We’ve been labeled the “entitled generation” and have been called many things, with varying degrees of accuracy. The bottom line, however, is that we don’t have the same value-set as our parents or grandparents. A lifelong career with a work/life balance may have been a goal for their generations but isn’t ours. We want purpose. We want meaning.
We want work that does more than pay the bills and pass the time. In a survey by Deloitte, six out of ten millennials said a sense of purpose was part of the reason they chose to work for their current employer.
What you can do about it: Tell us why we should care. Why does your company exist? How does each team member’s role contribute to that purpose? Clearly articulate this and refer back to it in daily behavior and decisions.
3. We need to have our voices heard.
Does your company culture allow for anyone to highlight a critical problem? Can the most junior person on the team share an idea to improve a product or process? Most companies fall short of engaging the entire team to solve company problems and improve innovation.
But not all companies: Toyota is famous for giving workers on the assembly line the ability to stop production if they discover a quality issue. Tesla has a “best idea wins” culture. Amazon allows anyone to pitch a new product concept. Is the team encouraged to speak up at your company? Or is it standard protocol to “raise it with your manager”?

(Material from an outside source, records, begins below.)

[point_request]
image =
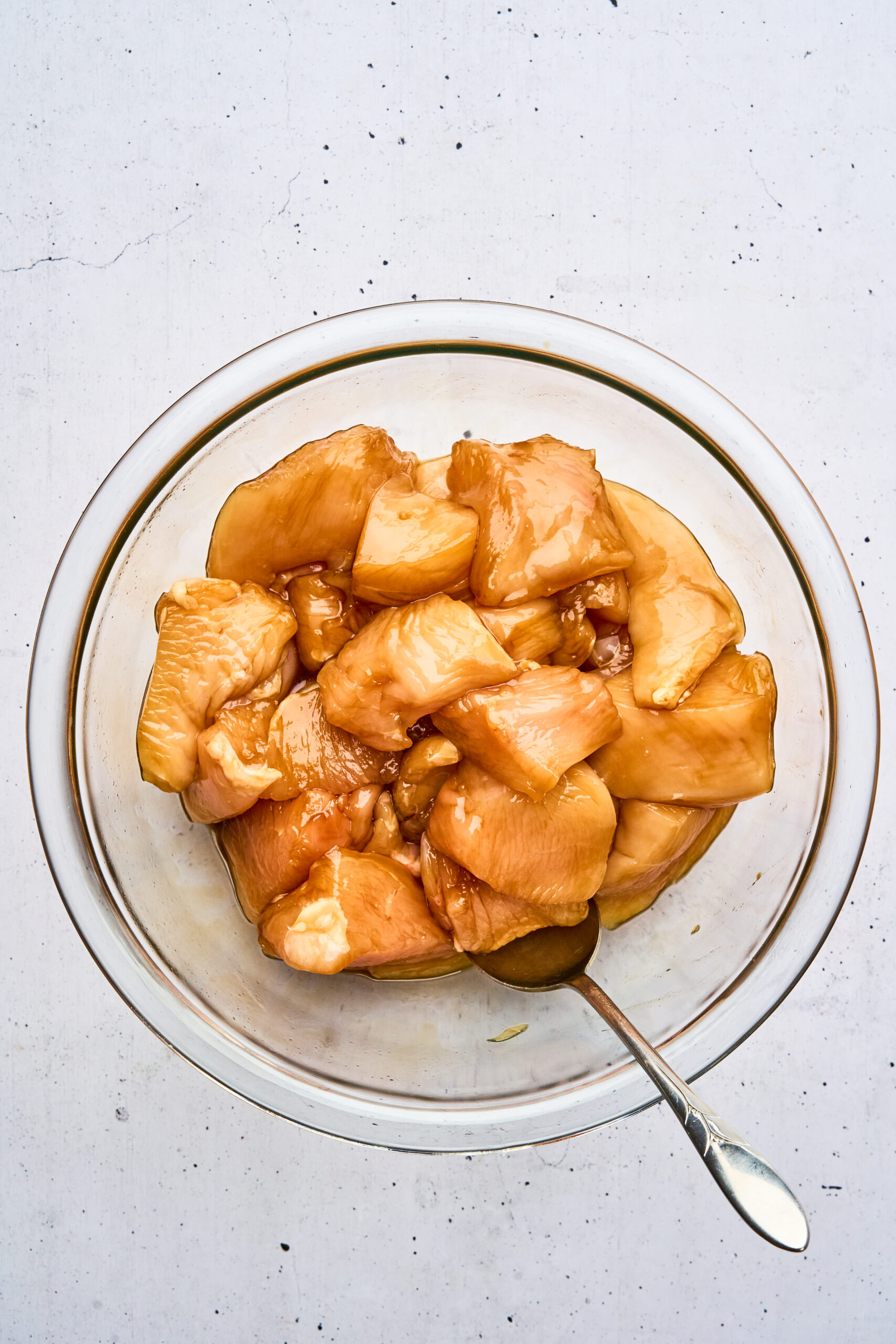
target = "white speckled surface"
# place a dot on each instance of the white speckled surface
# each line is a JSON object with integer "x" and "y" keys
{"x": 715, "y": 183}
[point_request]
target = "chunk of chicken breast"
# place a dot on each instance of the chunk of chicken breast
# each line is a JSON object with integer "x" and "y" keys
{"x": 477, "y": 917}
{"x": 544, "y": 518}
{"x": 215, "y": 644}
{"x": 550, "y": 853}
{"x": 655, "y": 846}
{"x": 715, "y": 749}
{"x": 270, "y": 848}
{"x": 309, "y": 507}
{"x": 354, "y": 910}
{"x": 530, "y": 730}
{"x": 529, "y": 632}
{"x": 406, "y": 663}
{"x": 422, "y": 773}
{"x": 309, "y": 753}
{"x": 681, "y": 615}
{"x": 413, "y": 546}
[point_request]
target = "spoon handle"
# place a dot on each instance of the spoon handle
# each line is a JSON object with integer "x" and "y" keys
{"x": 750, "y": 1183}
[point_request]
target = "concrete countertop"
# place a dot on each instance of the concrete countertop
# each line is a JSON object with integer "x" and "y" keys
{"x": 182, "y": 185}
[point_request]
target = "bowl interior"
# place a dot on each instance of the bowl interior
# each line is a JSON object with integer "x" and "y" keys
{"x": 425, "y": 1046}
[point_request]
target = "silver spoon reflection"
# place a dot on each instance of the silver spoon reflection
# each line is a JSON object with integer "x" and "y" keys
{"x": 551, "y": 958}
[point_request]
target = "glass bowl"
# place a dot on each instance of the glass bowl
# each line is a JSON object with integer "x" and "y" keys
{"x": 410, "y": 1065}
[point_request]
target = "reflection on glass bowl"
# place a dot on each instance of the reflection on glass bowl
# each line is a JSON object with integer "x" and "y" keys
{"x": 413, "y": 1065}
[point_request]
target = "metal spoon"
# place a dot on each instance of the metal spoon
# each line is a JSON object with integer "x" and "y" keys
{"x": 554, "y": 958}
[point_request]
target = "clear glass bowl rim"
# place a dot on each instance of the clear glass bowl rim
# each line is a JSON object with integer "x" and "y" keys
{"x": 303, "y": 355}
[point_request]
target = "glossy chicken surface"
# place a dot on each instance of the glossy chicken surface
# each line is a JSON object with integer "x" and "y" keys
{"x": 406, "y": 663}
{"x": 477, "y": 917}
{"x": 529, "y": 632}
{"x": 530, "y": 730}
{"x": 311, "y": 753}
{"x": 681, "y": 615}
{"x": 431, "y": 478}
{"x": 544, "y": 518}
{"x": 215, "y": 643}
{"x": 272, "y": 847}
{"x": 606, "y": 596}
{"x": 387, "y": 838}
{"x": 578, "y": 636}
{"x": 715, "y": 749}
{"x": 424, "y": 771}
{"x": 549, "y": 853}
{"x": 413, "y": 546}
{"x": 308, "y": 507}
{"x": 354, "y": 910}
{"x": 655, "y": 846}
{"x": 327, "y": 616}
{"x": 226, "y": 784}
{"x": 430, "y": 707}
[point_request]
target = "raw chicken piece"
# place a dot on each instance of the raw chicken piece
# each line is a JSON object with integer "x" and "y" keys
{"x": 606, "y": 596}
{"x": 215, "y": 643}
{"x": 681, "y": 615}
{"x": 529, "y": 731}
{"x": 327, "y": 616}
{"x": 477, "y": 917}
{"x": 655, "y": 846}
{"x": 387, "y": 838}
{"x": 530, "y": 631}
{"x": 270, "y": 848}
{"x": 430, "y": 478}
{"x": 612, "y": 651}
{"x": 308, "y": 507}
{"x": 578, "y": 636}
{"x": 413, "y": 546}
{"x": 551, "y": 853}
{"x": 715, "y": 749}
{"x": 231, "y": 772}
{"x": 309, "y": 753}
{"x": 422, "y": 773}
{"x": 355, "y": 910}
{"x": 544, "y": 518}
{"x": 406, "y": 663}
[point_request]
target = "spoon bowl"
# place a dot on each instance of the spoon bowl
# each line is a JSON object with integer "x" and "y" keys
{"x": 546, "y": 959}
{"x": 558, "y": 956}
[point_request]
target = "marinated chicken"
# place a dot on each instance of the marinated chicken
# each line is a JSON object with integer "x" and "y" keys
{"x": 529, "y": 632}
{"x": 715, "y": 749}
{"x": 544, "y": 518}
{"x": 606, "y": 596}
{"x": 681, "y": 615}
{"x": 272, "y": 847}
{"x": 215, "y": 643}
{"x": 655, "y": 846}
{"x": 551, "y": 853}
{"x": 424, "y": 771}
{"x": 413, "y": 546}
{"x": 226, "y": 785}
{"x": 431, "y": 707}
{"x": 327, "y": 615}
{"x": 354, "y": 910}
{"x": 477, "y": 917}
{"x": 530, "y": 730}
{"x": 430, "y": 478}
{"x": 387, "y": 838}
{"x": 406, "y": 663}
{"x": 309, "y": 507}
{"x": 579, "y": 636}
{"x": 309, "y": 753}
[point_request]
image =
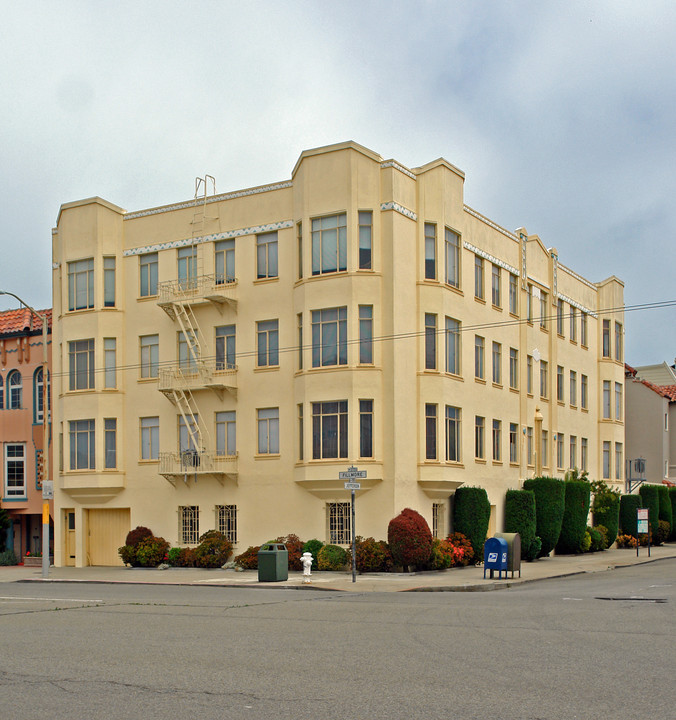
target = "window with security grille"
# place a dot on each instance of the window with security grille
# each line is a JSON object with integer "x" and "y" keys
{"x": 188, "y": 524}
{"x": 339, "y": 520}
{"x": 226, "y": 521}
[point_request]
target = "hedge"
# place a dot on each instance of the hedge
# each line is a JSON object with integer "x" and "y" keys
{"x": 549, "y": 506}
{"x": 651, "y": 499}
{"x": 471, "y": 515}
{"x": 574, "y": 526}
{"x": 520, "y": 517}
{"x": 629, "y": 504}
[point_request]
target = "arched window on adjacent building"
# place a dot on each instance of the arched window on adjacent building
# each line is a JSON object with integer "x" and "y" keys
{"x": 14, "y": 390}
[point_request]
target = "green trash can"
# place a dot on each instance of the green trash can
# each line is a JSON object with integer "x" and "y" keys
{"x": 273, "y": 562}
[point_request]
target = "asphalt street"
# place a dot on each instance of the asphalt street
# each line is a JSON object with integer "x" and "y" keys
{"x": 589, "y": 646}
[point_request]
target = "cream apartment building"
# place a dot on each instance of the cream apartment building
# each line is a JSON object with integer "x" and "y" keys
{"x": 218, "y": 362}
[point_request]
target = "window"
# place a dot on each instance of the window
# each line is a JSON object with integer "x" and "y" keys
{"x": 150, "y": 355}
{"x": 479, "y": 357}
{"x": 268, "y": 431}
{"x": 188, "y": 524}
{"x": 109, "y": 282}
{"x": 543, "y": 379}
{"x": 226, "y": 347}
{"x": 479, "y": 428}
{"x": 618, "y": 461}
{"x": 81, "y": 365}
{"x": 430, "y": 431}
{"x": 606, "y": 400}
{"x": 14, "y": 390}
{"x": 266, "y": 255}
{"x": 513, "y": 368}
{"x": 559, "y": 450}
{"x": 430, "y": 341}
{"x": 226, "y": 521}
{"x": 452, "y": 258}
{"x": 226, "y": 433}
{"x": 110, "y": 363}
{"x": 82, "y": 445}
{"x": 366, "y": 428}
{"x": 148, "y": 275}
{"x": 497, "y": 440}
{"x": 478, "y": 277}
{"x": 366, "y": 334}
{"x": 559, "y": 317}
{"x": 559, "y": 383}
{"x": 150, "y": 438}
{"x": 453, "y": 437}
{"x": 267, "y": 335}
{"x": 606, "y": 460}
{"x": 329, "y": 244}
{"x": 583, "y": 392}
{"x": 365, "y": 239}
{"x": 618, "y": 401}
{"x": 583, "y": 329}
{"x": 513, "y": 443}
{"x": 110, "y": 443}
{"x": 584, "y": 452}
{"x": 606, "y": 338}
{"x": 329, "y": 337}
{"x": 81, "y": 284}
{"x": 224, "y": 261}
{"x": 618, "y": 342}
{"x": 573, "y": 387}
{"x": 430, "y": 251}
{"x": 513, "y": 294}
{"x": 187, "y": 267}
{"x": 495, "y": 286}
{"x": 497, "y": 363}
{"x": 329, "y": 430}
{"x": 15, "y": 470}
{"x": 339, "y": 521}
{"x": 452, "y": 346}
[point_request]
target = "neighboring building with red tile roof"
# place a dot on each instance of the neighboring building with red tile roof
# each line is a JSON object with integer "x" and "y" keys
{"x": 21, "y": 429}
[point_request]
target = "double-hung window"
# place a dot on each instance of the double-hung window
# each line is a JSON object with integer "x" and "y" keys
{"x": 329, "y": 337}
{"x": 329, "y": 244}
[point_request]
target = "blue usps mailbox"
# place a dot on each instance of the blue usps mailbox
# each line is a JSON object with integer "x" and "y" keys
{"x": 495, "y": 556}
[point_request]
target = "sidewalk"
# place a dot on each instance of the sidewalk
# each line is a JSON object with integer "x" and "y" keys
{"x": 469, "y": 579}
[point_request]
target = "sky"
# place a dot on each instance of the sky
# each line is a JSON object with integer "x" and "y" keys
{"x": 561, "y": 115}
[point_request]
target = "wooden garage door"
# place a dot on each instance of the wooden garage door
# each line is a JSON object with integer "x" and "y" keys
{"x": 107, "y": 532}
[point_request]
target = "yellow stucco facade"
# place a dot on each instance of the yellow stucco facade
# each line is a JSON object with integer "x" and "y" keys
{"x": 218, "y": 362}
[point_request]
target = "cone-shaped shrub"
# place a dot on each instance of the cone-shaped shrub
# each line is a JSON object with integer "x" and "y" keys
{"x": 651, "y": 499}
{"x": 409, "y": 538}
{"x": 549, "y": 507}
{"x": 471, "y": 514}
{"x": 574, "y": 526}
{"x": 629, "y": 504}
{"x": 520, "y": 517}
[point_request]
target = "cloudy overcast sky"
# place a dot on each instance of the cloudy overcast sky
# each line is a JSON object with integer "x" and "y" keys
{"x": 562, "y": 116}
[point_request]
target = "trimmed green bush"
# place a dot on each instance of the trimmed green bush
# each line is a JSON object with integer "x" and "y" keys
{"x": 629, "y": 504}
{"x": 471, "y": 515}
{"x": 651, "y": 499}
{"x": 574, "y": 527}
{"x": 549, "y": 506}
{"x": 520, "y": 517}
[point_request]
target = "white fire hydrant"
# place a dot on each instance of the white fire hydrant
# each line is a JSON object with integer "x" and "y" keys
{"x": 306, "y": 561}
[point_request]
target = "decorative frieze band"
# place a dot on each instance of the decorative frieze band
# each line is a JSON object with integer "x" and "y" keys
{"x": 400, "y": 209}
{"x": 255, "y": 230}
{"x": 213, "y": 198}
{"x": 490, "y": 258}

What you can do about it: Create a culture that makes people feel safe to speak up. Define a process by which you can uncover the team’s best thinking and make better decisions accordingly. Make this effort easier and more efficient with the right tools.
4. We don’t like business software.
Many of us cut our teeth on iPhones and Macbooks. But then we got to the workplace and had to use — still do — the software that the IT department purchased ten years ago. It’s not user friendly, it’s clunky, it’s not what we’re used to.
We use it begrudgingly, and it drastically impacts our level of happiness (and productivity) at work. Do the core apps at your company require training manuals?
What you can do about it: Business software is going through a renaissance. Take advantage of the latest and greatest tools that focus on user experience. Don’t be afraid of cloud services.
If there are security or industry-specific reasons for not adopting new tech, reevaluate those concerns and see if there are any tools that have cropped up that solve your problems.